O título de “Lisey’s Story” é enganador. Há aqui muito mais histórias além da de Lisey Landon. E King e Larraín, longe de as contarem bem como certamente desejavam, acabam por as emaranhar todas umas nas outras, por se repetirem, por praticarem a narração contorcionista e a abusarem da paciência do espectador – mesmo daquele que é também um leitor de longa data e admirador de Stephen King, caso do autor destas linhas. E que a certa altura já se está a identificar com Darla (Jennifer Jason Leigh), uma das duas irmãs de Lisey e a personagem que expressa regularmente a sua perplexidade pelo que se está a passar em redor dela.

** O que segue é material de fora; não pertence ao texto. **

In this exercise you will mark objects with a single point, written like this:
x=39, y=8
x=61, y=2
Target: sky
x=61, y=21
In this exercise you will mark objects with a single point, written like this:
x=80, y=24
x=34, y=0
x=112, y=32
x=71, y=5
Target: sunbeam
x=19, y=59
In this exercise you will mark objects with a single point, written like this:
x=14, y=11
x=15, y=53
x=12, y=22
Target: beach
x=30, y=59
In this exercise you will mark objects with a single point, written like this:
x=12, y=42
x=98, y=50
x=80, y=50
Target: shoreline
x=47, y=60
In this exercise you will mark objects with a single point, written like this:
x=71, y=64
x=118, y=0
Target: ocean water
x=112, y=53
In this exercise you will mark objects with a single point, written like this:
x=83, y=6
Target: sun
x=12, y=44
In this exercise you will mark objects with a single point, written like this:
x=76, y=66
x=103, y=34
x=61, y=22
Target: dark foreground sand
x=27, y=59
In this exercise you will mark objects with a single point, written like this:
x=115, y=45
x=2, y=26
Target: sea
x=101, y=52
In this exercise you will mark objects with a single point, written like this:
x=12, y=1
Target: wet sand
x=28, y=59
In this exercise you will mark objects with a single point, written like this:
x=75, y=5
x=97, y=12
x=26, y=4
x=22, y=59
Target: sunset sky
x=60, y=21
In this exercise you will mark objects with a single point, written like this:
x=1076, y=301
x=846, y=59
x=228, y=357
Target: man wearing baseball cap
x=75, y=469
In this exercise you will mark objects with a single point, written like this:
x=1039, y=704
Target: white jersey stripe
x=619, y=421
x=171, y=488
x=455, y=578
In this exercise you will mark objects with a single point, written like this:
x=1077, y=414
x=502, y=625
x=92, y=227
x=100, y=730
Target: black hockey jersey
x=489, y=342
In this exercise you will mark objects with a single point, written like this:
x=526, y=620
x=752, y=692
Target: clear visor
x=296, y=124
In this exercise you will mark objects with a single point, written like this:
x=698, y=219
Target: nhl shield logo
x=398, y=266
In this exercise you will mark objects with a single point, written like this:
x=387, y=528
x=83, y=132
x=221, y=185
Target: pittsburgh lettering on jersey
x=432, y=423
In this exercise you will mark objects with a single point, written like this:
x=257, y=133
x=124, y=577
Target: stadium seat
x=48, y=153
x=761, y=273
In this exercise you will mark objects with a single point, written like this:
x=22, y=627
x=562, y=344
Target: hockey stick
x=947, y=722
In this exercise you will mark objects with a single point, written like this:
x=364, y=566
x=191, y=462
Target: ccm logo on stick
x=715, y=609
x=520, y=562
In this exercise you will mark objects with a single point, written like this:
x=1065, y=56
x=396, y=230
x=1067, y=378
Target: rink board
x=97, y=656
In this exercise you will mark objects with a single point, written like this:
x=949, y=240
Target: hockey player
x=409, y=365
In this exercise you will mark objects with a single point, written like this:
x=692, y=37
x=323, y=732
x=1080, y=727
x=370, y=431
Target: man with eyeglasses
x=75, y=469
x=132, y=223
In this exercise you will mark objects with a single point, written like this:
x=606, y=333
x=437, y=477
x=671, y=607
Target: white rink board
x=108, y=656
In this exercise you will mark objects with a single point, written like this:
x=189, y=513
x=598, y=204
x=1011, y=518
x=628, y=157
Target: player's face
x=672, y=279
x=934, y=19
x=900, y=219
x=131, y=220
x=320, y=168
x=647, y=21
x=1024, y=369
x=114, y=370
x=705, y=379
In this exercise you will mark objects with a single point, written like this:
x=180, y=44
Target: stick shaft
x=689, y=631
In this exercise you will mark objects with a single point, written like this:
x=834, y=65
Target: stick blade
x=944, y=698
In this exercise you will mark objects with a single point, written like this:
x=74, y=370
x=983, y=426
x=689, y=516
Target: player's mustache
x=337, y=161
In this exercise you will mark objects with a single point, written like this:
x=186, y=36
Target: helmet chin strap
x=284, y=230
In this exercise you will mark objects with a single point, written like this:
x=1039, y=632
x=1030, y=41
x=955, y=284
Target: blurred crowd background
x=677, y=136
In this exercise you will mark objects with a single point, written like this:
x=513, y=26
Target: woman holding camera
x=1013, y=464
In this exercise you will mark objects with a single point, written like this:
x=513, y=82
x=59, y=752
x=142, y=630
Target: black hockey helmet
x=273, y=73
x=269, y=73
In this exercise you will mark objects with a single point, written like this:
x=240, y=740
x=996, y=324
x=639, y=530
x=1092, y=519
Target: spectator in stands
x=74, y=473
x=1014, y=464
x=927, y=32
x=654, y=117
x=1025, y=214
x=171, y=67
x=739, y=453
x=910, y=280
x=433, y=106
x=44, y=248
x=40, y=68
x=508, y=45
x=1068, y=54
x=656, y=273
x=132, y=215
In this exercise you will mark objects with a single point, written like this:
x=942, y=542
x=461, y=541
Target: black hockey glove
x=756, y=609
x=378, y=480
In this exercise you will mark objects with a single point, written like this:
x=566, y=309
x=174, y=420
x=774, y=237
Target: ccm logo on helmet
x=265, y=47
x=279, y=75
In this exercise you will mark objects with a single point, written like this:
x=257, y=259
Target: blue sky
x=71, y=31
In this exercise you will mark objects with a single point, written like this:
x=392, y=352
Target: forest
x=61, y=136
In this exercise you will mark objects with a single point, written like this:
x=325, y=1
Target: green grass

A figura do escritor, bem como a origem da sua criatividade e as consequências e os efeitos que as histórias que ele conta podem ter na vida “real” (ou no plano sobrenatural), já foram mais bem tratadas noutros filmes tirados de livros de King, caso de “Misery-O Capítulo Final”, de Rob Reiner (1990), “A Face Oculta”, de George A. Romero (1993), ou “A Janela Secreta”, de David Koepp (2004). Apesar de uma produção ao nível de qualquer filme de estúdio, e de um elenco quase todo inatacável (que bem que se assusta e que sofre Julianne Moore – e se Lisey sofre, no coração, no corpo e na mente -, que convincente é Jennifer Jason Leigh nas fúrias de Darla), “Lisey’s Story” é inapelavelmente laborioso, confuso e presunçoso – e muito pouco aterrorizador.  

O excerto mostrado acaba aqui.